Today I have been with my grandparents and everything was good. But as I arrived home it fell on me. I wasn't thinking about you for the whole day but now the only thing I can think about is you. How I would love to have you by my side and how we would enjoy our time together.
It was an amazing day and as I was driving through the nature and little villages I thought about the fact that I might not have a chance to show them to you. All the autumn colours and beautiful scenerie. But I was in peace with that because I knew I will have a chance. I felt it in my heart. But now my belief and trust betrayed me.
Hugging you is the only thing which would calm me down. I don't know what am I doing with my life. I don't know on what to focus. I cannot decide what to do. Where to go. How to settle if so.
Panic attack. It is here...
I can feel that you have already moved on.

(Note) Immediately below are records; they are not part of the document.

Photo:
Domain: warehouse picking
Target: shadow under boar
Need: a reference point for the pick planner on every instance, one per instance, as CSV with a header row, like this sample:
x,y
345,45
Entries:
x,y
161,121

But I will still dream about you standing in front of my parent's house. Ringing the bell and just standing there, without words. Me running to you. Hugging you and never letting you go away ever again. No explanation needed. We would know. Our souls speak to each other. We do not need words.
Our skin touching is relief. It is the trustfull feeling of safety. When we are together the world is spinning in the right direction, in the right speed.
To be together is the calm feeling of goodness. World is the way how it should be. It is happiness. Pure emotion. Pure us.
But now it is just me writing these stupid texts for nothing. For the sake of releasing a bit of my heartache. For the sake of self-reflection. To understand myself and to give more strenght and probability to my wishes.
One day you will stand in front of those doors.
I know it.
My love.
Babovkito.
Take the time you need.
I will not wait for you. But I will be there. What is ment to be will happen.